Über allem ein Baudelaire-Zitat: Eine Oase des Grauens in einer Wüste der Langeweile. Und das ist wörtlich zu nehmen. Alle fünf Kapitel des Romans berühren oder behandeln die nicht abreißende Serie von Morden an Frauen in Ciudad Juárez, der im Norden Mexikos an der Grenze zu den USA gelegenen Stadt, die im Roman Santa Teresa heißt. Im vierten Kapitel – Der Teil von den Verbrechen – geht es ausschließlich um die Mordserie. Mit der Nüchternheit von Polizei-Protokollen und der Anschaulichkeit von Obduktionsberichten beschreibt Bolaño die Leichenfunde und er spricht es an keiner Stelle aus, dennoch ist das Gefühl nicht loszukriegen: wären die Ermordeten nicht fast alle Arbeiterinnen, Frauen aus der Unterschicht, die da weggeworfen wie Abfall auf den Mülldeponien der Stadt liegen, könnten Polizei und Justiz sich nicht diese Ratlosigkeit leisten, die am Ende so monströs ist wie die Mordserie selbst.
Eine Romanfigur sagt kurz vor Beginn des vierten Kapitels, dass in den Morden das Geheimnis der Welt verborgen sei. Der Satz ist vom Autor so platziert, dass ein Leser gar nicht anders kann, als sich immer wieder an ihn zu erinnern, wenn auf den folgenden 350 Seiten des Kapitels im Durchschnitt alle zwei Seiten der Fund einer Frauenleiche zu Protokoll gegeben wird, die toten Frauen mal nackt, mal bekleidet, aber fast immer vaginal und anal vergewaltigt und mit gebrochenem Zungenbein infolge Erdrosselns. Das Geheimnis bleibt ungelüftet, aber eine Ahnung stellt sich ein: wenn es überhaupt ein Geheimnis gibt, dann ist es allzu einfach und von so abstoßender Gewöhnlichkeit, dass es besser ist, es nicht zu kennen.

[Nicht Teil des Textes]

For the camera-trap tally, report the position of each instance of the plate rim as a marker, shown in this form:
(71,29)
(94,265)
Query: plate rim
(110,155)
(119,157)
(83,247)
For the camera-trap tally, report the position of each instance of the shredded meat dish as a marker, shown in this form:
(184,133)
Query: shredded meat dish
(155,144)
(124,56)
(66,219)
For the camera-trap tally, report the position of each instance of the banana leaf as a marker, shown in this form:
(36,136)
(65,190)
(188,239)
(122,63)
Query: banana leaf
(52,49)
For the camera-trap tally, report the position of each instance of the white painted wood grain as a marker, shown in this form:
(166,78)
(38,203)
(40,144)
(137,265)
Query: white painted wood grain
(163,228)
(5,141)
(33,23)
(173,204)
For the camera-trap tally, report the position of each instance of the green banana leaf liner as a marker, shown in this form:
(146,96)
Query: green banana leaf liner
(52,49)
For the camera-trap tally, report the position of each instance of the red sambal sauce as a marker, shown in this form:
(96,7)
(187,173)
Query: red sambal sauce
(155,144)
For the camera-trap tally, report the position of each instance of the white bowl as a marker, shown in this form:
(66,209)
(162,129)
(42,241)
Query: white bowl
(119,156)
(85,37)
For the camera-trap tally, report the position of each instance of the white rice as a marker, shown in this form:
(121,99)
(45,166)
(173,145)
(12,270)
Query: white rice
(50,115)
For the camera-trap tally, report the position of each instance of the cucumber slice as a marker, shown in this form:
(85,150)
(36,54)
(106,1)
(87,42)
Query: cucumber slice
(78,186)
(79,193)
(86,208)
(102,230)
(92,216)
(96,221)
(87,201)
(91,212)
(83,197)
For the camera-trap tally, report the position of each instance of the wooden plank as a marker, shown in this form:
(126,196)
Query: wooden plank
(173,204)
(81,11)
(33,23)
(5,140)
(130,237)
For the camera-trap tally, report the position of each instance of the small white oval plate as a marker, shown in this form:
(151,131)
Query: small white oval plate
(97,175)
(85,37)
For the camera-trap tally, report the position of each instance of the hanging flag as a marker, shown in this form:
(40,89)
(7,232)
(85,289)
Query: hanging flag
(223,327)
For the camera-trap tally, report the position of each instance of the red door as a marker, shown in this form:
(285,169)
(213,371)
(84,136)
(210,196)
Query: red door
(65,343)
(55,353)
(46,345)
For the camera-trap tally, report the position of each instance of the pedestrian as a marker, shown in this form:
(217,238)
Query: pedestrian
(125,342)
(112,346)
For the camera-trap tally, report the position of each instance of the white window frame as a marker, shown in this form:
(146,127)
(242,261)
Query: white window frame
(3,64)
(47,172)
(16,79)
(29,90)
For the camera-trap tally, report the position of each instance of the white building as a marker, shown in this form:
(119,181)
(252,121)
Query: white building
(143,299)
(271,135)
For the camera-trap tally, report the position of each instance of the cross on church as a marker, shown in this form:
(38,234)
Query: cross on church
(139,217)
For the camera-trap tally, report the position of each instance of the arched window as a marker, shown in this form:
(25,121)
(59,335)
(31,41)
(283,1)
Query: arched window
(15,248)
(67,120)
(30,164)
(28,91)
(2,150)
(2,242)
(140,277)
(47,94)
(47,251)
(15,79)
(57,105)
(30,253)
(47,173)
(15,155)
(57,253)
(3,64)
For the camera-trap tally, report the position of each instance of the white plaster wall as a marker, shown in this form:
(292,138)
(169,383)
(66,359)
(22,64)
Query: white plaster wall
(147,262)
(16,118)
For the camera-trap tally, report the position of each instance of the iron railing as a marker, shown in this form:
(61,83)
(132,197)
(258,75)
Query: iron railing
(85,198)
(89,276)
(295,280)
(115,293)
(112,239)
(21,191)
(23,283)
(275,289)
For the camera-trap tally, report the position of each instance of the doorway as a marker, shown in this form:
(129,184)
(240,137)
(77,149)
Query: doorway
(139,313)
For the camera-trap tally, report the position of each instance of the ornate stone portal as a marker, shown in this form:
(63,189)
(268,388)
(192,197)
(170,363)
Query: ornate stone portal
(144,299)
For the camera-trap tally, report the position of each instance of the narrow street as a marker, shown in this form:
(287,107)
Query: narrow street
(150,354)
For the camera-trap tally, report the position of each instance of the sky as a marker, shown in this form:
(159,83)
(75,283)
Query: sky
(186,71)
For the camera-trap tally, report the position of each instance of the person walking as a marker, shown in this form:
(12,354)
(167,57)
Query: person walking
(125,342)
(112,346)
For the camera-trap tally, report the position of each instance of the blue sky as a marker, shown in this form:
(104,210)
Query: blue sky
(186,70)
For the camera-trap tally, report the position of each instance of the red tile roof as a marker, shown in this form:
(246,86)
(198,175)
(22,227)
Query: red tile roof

Bevor Roberto Bolaño allerletzte Hand anlegen konnte an sein Werk, ist er gestorben, im Alter von 50 Jahren, an Leberzirrhose, vermutlich einen Säufertod. Dem Text ist nicht anzumerken, dass der Autor nicht mehr zum Polishing gekommen ist. Und um mal richtig herzlos zu sein: für den Roman und seine Wirkungsgeschichte ist es sogar gut, dass Bolaño Drucklegung und Erscheinen seines Werks nicht mehr erlebt hat. Keine Interviews, keine Wolke von Autoren-Geschwätz umgibt das Buch. Allerdings auch keine Erklärung des rätselhaften Titels: 2666 haben wir aus seinem Mund. – Aber was wird der Titel schon bedeuten? Kabbala hat Roberto Bolaño nicht getrieben, also wird es eine Jahreszahl sein. In der am Ende des Buches stehenden Anmerkung zur spanischen Erstausgabe gibt es einen Fingerzeig. Zitat aus einem früheren Werk Bolaños: … die beiden gingen nun ein wenig langsamer als zuvor, und meine Stimmung wurde immer gedrückter. Die Avenida ähnelt zu dieser Stunde vor allem einem Friedhof, aber weder einem Friedhof von 1974 noch von 1968 oder 1975, sondern einem Friedhof im Jahre 2666, einem Friedhof vergessen hinter einem toten oder ungeborenen Augenlid, dem wässrigen Rest eines Auges, das, weil es etwas vergessen möchte, am Ende alles vergessen hat. – So wunderschön, so leer!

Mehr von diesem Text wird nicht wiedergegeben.